Raw continuous EEG recordings are stored as BDF files (BioSemi Data Format, 24-bit resolution). The original data were distributed as MNE-Python FIF files; conversion to BDF was performed to preserve the native 24-bit precision of the BioSemi ActiveTwo system. Round-trip validation confirmed data integrity to within 1.55e-8 V (sub-nanovolt), and event onsets match exactly (zero timing error). Per-session files:

| Path | Description |
|------|-------------|
| `sub-XX/ses-YY/eeg/sub-XX_ses-YY_task-images_eeg.bdf` | Raw EEG |
| `sub-XX/ses-YY/eeg/sub-XX_ses-YY_task-images_events.tsv` | Event markers |

Shared sidecar files (root level, BIDS inheritance principle):

| File | Description |
|------|-------------|
| `task-images_eeg.json` | Recording parameters |
| `task-images_channels.tsv` | Channel descriptions (64 EEG channels) |
| `task-images_electrodes.tsv` | Electrode positions (standard 10-20, CapTrak) |
| `task-images_coordsystem.json` | Coordinate system specification |

Event values in the events.tsv files represent image indices (1-960+) corresponding to NSD image identifiers. The trial_type column uses the format image/{index}.

Derivatives

The derivatives/epoched/ directory contains preprocessed and epoched data provided by the original authors, stored in MNE-Python FIF format (.fif).

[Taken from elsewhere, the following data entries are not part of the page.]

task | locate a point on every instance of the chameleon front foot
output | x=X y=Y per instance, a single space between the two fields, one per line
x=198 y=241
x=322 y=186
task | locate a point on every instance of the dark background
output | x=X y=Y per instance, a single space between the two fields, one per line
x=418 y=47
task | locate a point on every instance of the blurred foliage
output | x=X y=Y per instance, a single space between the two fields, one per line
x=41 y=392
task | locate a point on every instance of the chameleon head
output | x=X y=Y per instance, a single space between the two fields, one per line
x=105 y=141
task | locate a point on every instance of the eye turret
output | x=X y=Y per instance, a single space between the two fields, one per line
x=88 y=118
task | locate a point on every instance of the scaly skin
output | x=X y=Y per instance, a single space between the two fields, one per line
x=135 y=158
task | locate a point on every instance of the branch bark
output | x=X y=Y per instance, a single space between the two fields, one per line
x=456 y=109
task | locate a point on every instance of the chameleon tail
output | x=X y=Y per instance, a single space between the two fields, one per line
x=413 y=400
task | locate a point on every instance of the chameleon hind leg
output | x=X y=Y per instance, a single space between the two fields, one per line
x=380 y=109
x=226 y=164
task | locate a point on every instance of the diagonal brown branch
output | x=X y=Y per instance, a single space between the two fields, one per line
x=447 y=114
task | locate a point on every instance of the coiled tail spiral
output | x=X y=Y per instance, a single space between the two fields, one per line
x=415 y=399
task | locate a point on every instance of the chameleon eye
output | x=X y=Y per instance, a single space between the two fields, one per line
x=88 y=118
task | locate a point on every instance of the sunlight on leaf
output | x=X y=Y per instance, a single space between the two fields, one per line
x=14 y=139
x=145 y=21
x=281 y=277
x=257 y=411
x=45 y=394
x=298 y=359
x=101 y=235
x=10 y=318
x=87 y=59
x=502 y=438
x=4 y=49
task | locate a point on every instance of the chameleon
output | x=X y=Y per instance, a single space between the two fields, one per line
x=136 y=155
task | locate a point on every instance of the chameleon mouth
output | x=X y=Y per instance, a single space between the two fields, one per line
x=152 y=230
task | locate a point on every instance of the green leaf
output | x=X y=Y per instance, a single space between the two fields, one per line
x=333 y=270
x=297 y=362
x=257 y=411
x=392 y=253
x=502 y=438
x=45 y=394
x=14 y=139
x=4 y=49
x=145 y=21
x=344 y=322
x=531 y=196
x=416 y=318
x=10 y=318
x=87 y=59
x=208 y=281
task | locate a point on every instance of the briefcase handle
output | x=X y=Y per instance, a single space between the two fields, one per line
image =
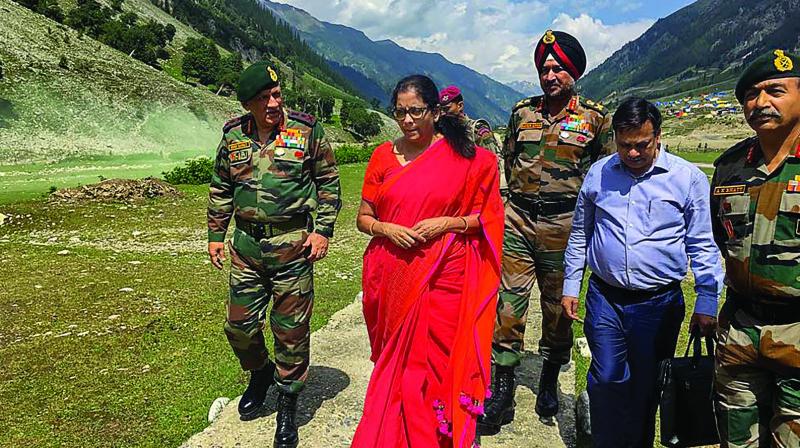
x=696 y=345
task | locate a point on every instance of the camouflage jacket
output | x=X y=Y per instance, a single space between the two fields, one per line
x=546 y=158
x=756 y=222
x=295 y=173
x=482 y=135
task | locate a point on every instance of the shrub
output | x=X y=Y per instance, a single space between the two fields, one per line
x=353 y=154
x=196 y=171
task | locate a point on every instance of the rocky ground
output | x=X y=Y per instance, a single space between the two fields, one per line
x=331 y=405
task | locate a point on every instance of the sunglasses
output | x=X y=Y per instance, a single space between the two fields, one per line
x=415 y=112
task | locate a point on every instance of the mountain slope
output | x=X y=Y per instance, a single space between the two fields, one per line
x=67 y=95
x=704 y=44
x=374 y=67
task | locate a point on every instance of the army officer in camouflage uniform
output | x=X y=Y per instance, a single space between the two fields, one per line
x=273 y=169
x=755 y=203
x=452 y=102
x=550 y=143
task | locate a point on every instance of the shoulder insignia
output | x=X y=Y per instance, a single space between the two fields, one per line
x=738 y=148
x=232 y=123
x=302 y=117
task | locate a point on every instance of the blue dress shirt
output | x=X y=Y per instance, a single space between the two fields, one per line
x=639 y=232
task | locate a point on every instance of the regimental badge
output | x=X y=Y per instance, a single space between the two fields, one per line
x=291 y=139
x=727 y=190
x=241 y=144
x=527 y=126
x=239 y=156
x=782 y=62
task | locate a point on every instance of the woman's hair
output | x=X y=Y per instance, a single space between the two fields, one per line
x=453 y=128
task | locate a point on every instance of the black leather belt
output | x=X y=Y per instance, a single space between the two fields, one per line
x=770 y=310
x=261 y=230
x=634 y=295
x=540 y=208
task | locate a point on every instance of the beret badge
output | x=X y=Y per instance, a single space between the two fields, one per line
x=782 y=62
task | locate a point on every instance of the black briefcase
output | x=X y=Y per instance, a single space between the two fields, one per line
x=686 y=387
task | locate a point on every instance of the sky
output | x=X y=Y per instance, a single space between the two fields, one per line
x=495 y=37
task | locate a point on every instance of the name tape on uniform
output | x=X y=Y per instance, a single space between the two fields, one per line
x=729 y=189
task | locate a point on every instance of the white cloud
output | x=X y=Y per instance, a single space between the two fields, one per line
x=494 y=37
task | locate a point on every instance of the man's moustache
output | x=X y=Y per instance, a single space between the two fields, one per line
x=764 y=113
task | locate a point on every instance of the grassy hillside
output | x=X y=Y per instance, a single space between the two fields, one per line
x=706 y=43
x=66 y=95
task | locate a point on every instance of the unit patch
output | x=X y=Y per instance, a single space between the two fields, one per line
x=529 y=125
x=241 y=144
x=239 y=156
x=575 y=123
x=729 y=189
x=291 y=138
x=794 y=185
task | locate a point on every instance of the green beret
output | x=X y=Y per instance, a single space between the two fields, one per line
x=254 y=79
x=772 y=65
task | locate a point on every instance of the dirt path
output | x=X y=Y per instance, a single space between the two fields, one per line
x=331 y=404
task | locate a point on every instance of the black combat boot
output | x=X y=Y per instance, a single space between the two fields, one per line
x=547 y=398
x=286 y=429
x=253 y=397
x=499 y=408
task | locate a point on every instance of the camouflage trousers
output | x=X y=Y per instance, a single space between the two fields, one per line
x=533 y=250
x=274 y=268
x=757 y=382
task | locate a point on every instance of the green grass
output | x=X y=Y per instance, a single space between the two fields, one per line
x=699 y=156
x=87 y=365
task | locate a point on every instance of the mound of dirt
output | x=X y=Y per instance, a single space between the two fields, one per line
x=117 y=190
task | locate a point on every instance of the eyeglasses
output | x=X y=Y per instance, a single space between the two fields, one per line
x=415 y=112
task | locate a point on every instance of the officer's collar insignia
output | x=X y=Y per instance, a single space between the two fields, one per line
x=782 y=62
x=727 y=190
x=241 y=144
x=291 y=138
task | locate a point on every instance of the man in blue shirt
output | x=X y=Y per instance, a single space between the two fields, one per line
x=641 y=215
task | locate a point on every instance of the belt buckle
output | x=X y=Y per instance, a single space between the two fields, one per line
x=260 y=231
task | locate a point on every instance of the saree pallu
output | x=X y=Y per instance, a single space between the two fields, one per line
x=430 y=310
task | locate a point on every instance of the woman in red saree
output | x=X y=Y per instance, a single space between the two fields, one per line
x=431 y=202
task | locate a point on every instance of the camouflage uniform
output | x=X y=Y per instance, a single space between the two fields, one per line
x=757 y=227
x=546 y=159
x=483 y=136
x=271 y=191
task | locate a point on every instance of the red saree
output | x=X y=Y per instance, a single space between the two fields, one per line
x=430 y=310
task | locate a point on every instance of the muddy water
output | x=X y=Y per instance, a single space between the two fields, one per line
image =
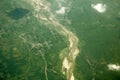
x=69 y=60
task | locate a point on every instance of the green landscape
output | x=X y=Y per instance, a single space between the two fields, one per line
x=59 y=40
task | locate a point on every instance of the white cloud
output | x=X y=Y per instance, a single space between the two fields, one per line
x=114 y=67
x=99 y=7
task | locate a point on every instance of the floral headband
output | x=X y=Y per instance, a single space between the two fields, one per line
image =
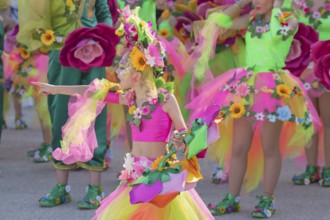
x=147 y=50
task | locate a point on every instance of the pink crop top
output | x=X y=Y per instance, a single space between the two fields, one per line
x=156 y=129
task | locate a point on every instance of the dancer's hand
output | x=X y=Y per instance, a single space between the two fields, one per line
x=45 y=88
x=177 y=140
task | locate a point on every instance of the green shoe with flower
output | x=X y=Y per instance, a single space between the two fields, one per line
x=228 y=205
x=31 y=153
x=92 y=198
x=60 y=194
x=325 y=179
x=20 y=124
x=311 y=175
x=265 y=207
x=44 y=155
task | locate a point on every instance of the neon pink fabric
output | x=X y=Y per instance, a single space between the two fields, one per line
x=156 y=129
x=112 y=98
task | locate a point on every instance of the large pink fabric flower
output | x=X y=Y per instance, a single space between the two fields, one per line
x=299 y=56
x=10 y=40
x=83 y=46
x=321 y=57
x=113 y=7
x=88 y=50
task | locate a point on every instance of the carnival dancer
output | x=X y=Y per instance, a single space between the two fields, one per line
x=6 y=24
x=153 y=110
x=315 y=14
x=47 y=24
x=265 y=109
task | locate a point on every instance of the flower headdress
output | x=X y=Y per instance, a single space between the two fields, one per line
x=147 y=50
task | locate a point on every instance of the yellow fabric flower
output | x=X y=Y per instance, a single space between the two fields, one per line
x=237 y=110
x=164 y=33
x=166 y=14
x=139 y=61
x=48 y=38
x=131 y=110
x=283 y=91
x=24 y=54
x=143 y=24
x=156 y=162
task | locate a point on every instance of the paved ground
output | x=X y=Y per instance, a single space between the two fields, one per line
x=23 y=182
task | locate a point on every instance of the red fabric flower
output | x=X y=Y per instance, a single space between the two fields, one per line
x=300 y=56
x=102 y=34
x=321 y=57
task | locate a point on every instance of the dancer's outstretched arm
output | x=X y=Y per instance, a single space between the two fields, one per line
x=49 y=89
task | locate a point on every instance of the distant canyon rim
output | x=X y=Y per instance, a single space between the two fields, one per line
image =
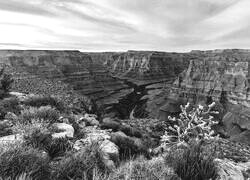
x=143 y=84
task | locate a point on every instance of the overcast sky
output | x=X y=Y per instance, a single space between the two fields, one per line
x=116 y=25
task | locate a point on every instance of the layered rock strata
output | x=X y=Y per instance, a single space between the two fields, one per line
x=38 y=71
x=219 y=76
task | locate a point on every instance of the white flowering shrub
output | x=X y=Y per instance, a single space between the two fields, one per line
x=192 y=123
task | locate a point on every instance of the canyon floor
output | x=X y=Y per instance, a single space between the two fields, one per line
x=60 y=102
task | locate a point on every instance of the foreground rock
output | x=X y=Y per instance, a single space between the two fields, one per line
x=62 y=130
x=5 y=128
x=229 y=170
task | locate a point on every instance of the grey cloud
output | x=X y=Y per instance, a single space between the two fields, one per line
x=24 y=7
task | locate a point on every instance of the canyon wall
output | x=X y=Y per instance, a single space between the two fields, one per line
x=38 y=71
x=142 y=83
x=220 y=76
x=146 y=71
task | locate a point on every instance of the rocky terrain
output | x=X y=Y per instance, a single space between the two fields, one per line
x=122 y=101
x=141 y=83
x=38 y=71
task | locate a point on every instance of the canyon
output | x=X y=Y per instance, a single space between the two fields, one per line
x=142 y=84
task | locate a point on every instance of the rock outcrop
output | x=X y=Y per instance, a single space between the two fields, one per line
x=57 y=72
x=146 y=71
x=219 y=76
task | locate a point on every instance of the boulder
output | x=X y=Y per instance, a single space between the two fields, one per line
x=108 y=123
x=5 y=128
x=130 y=131
x=90 y=120
x=11 y=116
x=92 y=135
x=14 y=138
x=66 y=130
x=110 y=153
x=243 y=137
x=229 y=123
x=229 y=170
x=128 y=145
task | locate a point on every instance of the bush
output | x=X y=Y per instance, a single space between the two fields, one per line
x=10 y=104
x=19 y=160
x=42 y=139
x=46 y=114
x=192 y=123
x=38 y=101
x=141 y=168
x=37 y=137
x=192 y=163
x=81 y=165
x=57 y=147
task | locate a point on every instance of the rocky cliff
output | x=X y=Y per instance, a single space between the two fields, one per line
x=221 y=76
x=38 y=71
x=146 y=71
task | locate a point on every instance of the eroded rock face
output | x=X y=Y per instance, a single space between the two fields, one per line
x=146 y=71
x=57 y=72
x=219 y=76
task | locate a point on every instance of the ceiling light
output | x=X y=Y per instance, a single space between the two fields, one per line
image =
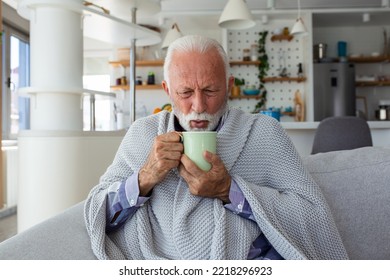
x=173 y=34
x=366 y=17
x=236 y=15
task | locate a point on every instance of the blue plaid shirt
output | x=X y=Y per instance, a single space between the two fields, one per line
x=124 y=200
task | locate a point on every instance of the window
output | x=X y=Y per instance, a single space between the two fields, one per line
x=16 y=74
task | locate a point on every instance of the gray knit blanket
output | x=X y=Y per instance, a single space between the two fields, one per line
x=288 y=206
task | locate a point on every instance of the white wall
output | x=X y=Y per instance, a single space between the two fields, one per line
x=67 y=165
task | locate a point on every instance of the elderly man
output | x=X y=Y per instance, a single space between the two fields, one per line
x=256 y=202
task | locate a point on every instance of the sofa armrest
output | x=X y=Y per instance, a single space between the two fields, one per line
x=356 y=186
x=62 y=237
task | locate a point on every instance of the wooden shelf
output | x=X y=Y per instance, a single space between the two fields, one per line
x=368 y=59
x=246 y=97
x=284 y=79
x=143 y=87
x=282 y=37
x=372 y=83
x=140 y=63
x=235 y=63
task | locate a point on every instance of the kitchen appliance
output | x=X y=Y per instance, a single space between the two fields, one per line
x=334 y=90
x=319 y=52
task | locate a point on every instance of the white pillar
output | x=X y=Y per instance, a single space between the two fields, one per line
x=56 y=41
x=50 y=173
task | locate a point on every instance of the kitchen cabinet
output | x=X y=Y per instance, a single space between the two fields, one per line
x=365 y=40
x=140 y=63
x=283 y=51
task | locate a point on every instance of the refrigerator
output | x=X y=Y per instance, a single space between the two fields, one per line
x=334 y=90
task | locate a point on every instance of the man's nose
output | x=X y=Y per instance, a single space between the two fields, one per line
x=199 y=104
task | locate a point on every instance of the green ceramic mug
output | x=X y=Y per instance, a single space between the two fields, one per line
x=196 y=142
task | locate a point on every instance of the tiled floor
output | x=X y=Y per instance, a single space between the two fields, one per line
x=8 y=227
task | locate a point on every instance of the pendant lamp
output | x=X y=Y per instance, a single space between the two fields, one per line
x=236 y=16
x=299 y=27
x=173 y=34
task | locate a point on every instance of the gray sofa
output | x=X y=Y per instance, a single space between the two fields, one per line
x=356 y=184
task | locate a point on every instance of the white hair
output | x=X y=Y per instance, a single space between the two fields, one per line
x=195 y=43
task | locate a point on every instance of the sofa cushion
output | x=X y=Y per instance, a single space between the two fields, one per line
x=63 y=237
x=356 y=185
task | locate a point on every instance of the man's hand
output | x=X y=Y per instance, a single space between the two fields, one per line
x=214 y=184
x=164 y=156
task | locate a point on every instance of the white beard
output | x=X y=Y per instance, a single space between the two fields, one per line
x=213 y=120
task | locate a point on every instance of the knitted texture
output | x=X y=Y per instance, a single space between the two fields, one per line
x=287 y=205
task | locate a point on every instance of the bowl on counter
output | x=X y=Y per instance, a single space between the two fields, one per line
x=251 y=91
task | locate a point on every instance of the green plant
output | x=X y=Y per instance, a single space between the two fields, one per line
x=263 y=69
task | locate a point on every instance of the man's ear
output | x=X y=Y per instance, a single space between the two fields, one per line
x=230 y=83
x=165 y=87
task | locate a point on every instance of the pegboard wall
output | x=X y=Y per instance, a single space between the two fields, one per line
x=281 y=54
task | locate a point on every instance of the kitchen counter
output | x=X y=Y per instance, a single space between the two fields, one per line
x=314 y=125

Preprocessing pipeline applied by the original authors: 1. Band-pass filter: 0.5-125 Hz 2. Notch filter: 60 Hz (power line) 3. Independent Component Analysis (ICA): FastICA, retaining 95% of variance 4. Epoch extraction: -50 ms to 600 ms relative to stimulus onset 5. Artifact rejection: AutoReject algorithm (mean 130.75 epochs dropped per subject, SD 260.44) 6. Baseline correction 7. Average re-referencing

These epoched files are derivative products, not raw recordings, and are stored separately per BIDS conventions. Note: the epoched file for sub-03 ses-01 was not available in the source distribution.

Code

The code/ directory contains the original Alljoined1 analysis code, cloned from Alljoined/alljoined-dataset1.

BIDS Conversion

Converted to BIDS by Yahya Shirazi (Swartz Center for Computational Neuroscience, UC San Diego) using MNE-Python and custom scripts. - Source data: OSF repository https://osf.io/kqgs8/ - Conversion validated with round-trip integrity checks (data, channels, sampling frequency, event count, event values, and event timing)

License and Terms of Use

This dataset is distributed under CC-BY-NC-ND-4.0 (Creative Commons Attribution-NonCommercial-NoDerivatives 4.0). The Alljoined team imposes additional terms on their datasets. By using this dataset you agree to all conditions below. 1. Researcher shall use the Dataset only for non-commercial research and educational purposes, in accordance with Alljoined’s Terms of Use. 2. No Warranties: Alljoined makes no representations or warranties regarding the Dataset, including but not limited to warranties of non-infringement or fitness for a particular purpose. 3. Full Responsibility: Researcher accepts full responsibility for his or her use of the Dataset and shall defend and indemnify Alljoined, including their employees, officers and agents, against any and all claims arising from Researcher’s use of the Dataset. 4. Privacy Compliance: Researcher shall comply with Alljoined’s Privacy Policy and ensure that any use of the Dataset respects the privacy rights of individuals whose data may be included. 5. Sharing Rights: Researcher may provide research associates and colleagues with access to the Dataset provided that they first agree to be bound by these terms and conditions. 6. Termination Rights: Alljoined reserves the right to terminate Researcher’s access to the Dataset at any time. 7. Commercial Entity Binding: If Researcher is employed by a for-profit, commercial entity, Researcher’s employer shall also be bound by these terms and conditions, and Researcher hereby represents that he or she is fully authorized to enter into this agreement on behalf of such employer. 8. Governing Law: The law of the State of California shall apply to all disputes under this agreement.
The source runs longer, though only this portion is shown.